Les opiniâtres sont les sublimes. Qui n’est que brave n’a qu’un accès, qui n’est que vaillant n’a qu’un tempérament, qui n’est que courageux n’a qu’une vertu ; l’obstiné dans le vrai a la grandeur. Presque tout le secret des grands cœurs est dans ce mot : perseverando. La persévérance est au courage ce que la roue est au levier ; c’est le renouvellement perpétuel du point d’appui. Que le but soit sur la terre ou au ciel, aller au but, tout est là ; dans le premier cas, on est Colomb, dans le second cas, on est Jésus. La croix est folle ; de là sa gloire. Ne pas laisser discuter sa conscience ni désarmer sa volonté, c’est ainsi qu’on obtient la souffrance, et le triomphe. Dans l’ordre des faits moraux tomber n’exclut point planer. De la chute sort l’ascension. Les médiocres se laissent déconseiller par l’obstacle spécieux ; les forts, non. Périr est leur peut-être, conquérir est leur certitude. Vous pouvez donner à Étienne toutes sortes de bonnes raisons pour qu’il ne se fasse pas lapider. Le dédain des objections raisonnables enfante cette sublime victoire vaincue qu’on nomme le martyre.

Tous les efforts de Gilliatt semblaient cramponnés à l’impossible, la réussite était chétive ou lente, et il fallait dépenser beaucoup pour obtenir peu ; c’est là ce qui le faisait magnanime, c’est là ce qui le faisait pathétique.

Que, pour échafauder quatre poutres au-dessus d’un navire échoué, pour découper et isoler dans ce navire la partie sauvetable, pour ajuster à cette épave dans l’épave quatre palans avec leurs câbles, il eût fallu tant de préparatifs, tant de travaux, tant de tâtonnements, tant de nuits sur la dure, tant de jours dans la peine, c’était là la misère du travail solitaire. Fatalité dans la cause, nécessité dans l’effet. Cette misère, Gilliatt l’avait plus qu’acceptée ; il l’avait voulue. Redoutant un concurrent, parce qu’un concurrent eût pu être un rival, il n’avait point cherché d’auxiliaire. L’écrasante entreprise, le risque, le danger, la besogne multipliée par elle-même, l’engloutissement possible du sauveteur par le sauvetage, la famine, la fièvre, le dénûment, la détresse, il avait tout pris pour lui seul. Il avait eu cet égoïsme.

Il était sous une sorte d’effrayante cloche pneumatique. La vitalité se retirait peu à peu de lui. Il s’en apercevait à peine.

L’épuisement des forces n’épuise pas la volonté. Croire n’est que la deuxième puissance ; vouloir est la première. Les montagnes proverbiales que la foi transporte ne sont rien à côté de ce que fait la volonté. Tout le terrain que Gilliatt perdait en vigueur, il le regagnait en ténacité. L’amoindrissement de l’homme physique sous l’action refoulante de cette sauvage nature aboutissait au grandissement de l’homme moral.

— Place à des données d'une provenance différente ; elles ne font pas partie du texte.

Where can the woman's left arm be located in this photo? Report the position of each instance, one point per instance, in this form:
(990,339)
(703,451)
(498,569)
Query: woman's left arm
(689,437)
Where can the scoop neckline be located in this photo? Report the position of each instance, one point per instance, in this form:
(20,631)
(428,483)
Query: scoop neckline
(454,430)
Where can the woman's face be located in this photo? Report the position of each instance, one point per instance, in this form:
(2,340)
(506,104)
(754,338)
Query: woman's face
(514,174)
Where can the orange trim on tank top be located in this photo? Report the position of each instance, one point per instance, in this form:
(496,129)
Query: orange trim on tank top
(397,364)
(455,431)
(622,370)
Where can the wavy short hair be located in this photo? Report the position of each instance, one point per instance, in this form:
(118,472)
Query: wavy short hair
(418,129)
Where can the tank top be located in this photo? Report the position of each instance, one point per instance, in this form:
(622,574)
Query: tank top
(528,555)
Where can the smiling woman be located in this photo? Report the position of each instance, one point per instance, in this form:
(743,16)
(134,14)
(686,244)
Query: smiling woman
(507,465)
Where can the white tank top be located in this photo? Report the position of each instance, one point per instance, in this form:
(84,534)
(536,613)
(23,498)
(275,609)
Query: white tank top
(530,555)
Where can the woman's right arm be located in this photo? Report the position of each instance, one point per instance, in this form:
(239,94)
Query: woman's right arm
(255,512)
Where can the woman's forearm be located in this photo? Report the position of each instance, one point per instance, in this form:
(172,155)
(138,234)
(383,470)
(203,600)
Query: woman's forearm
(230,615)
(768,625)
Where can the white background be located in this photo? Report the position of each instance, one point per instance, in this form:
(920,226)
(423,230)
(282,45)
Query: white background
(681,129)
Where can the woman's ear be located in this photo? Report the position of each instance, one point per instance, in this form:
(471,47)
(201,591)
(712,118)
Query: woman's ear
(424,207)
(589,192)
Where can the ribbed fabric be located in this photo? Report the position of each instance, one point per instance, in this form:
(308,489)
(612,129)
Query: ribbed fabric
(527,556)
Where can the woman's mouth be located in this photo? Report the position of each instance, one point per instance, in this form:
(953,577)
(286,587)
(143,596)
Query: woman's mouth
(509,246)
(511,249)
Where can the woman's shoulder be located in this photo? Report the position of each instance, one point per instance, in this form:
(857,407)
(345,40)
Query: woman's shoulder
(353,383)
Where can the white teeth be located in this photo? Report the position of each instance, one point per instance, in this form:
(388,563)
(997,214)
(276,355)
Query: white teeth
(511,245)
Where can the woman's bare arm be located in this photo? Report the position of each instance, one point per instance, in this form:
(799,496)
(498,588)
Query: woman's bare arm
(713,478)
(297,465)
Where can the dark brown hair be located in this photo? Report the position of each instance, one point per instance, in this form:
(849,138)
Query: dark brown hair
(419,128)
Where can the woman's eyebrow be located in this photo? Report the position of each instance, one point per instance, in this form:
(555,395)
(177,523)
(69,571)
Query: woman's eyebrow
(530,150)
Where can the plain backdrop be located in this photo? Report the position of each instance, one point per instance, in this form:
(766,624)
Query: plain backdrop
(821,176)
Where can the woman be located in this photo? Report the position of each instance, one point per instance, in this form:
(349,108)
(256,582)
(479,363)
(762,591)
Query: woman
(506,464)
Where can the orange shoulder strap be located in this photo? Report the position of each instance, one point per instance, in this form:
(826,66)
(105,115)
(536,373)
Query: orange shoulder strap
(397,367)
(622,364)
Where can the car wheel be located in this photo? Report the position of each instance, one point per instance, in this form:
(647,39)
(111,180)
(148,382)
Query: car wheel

Gilliatt ne sentait point la fatigue, ou, pour mieux dire, n’y consentait pas. Le consentement de l’âme refusé aux défaillances du corps est une force immense.

Gilliatt voyait les pas que faisait son travail, et ne voyait que cela. C’était le misérable sans le savoir. Son but, auquel il touchait presque, l’hallucinait. Il souffrait toutes ces souffrances sans qu’il lui vînt une autre pensée que celle-ci : en avant ! Son œuvre lui montait à la tête. La volonté grise. On peut s’enivrer de son âme.

Cette ivrognerie-là s’appelle l’héroïsme.

Gilliatt était une espèce de Job de l’océan.

Mais un Job luttant, un Job combattant et faisant front aux fléaux, un Job conquérant, et, si de tels mots n’étaient pas trop grands pour un pauvre matelot pêcheur de crabes et de langoustes, un Job Prométhée.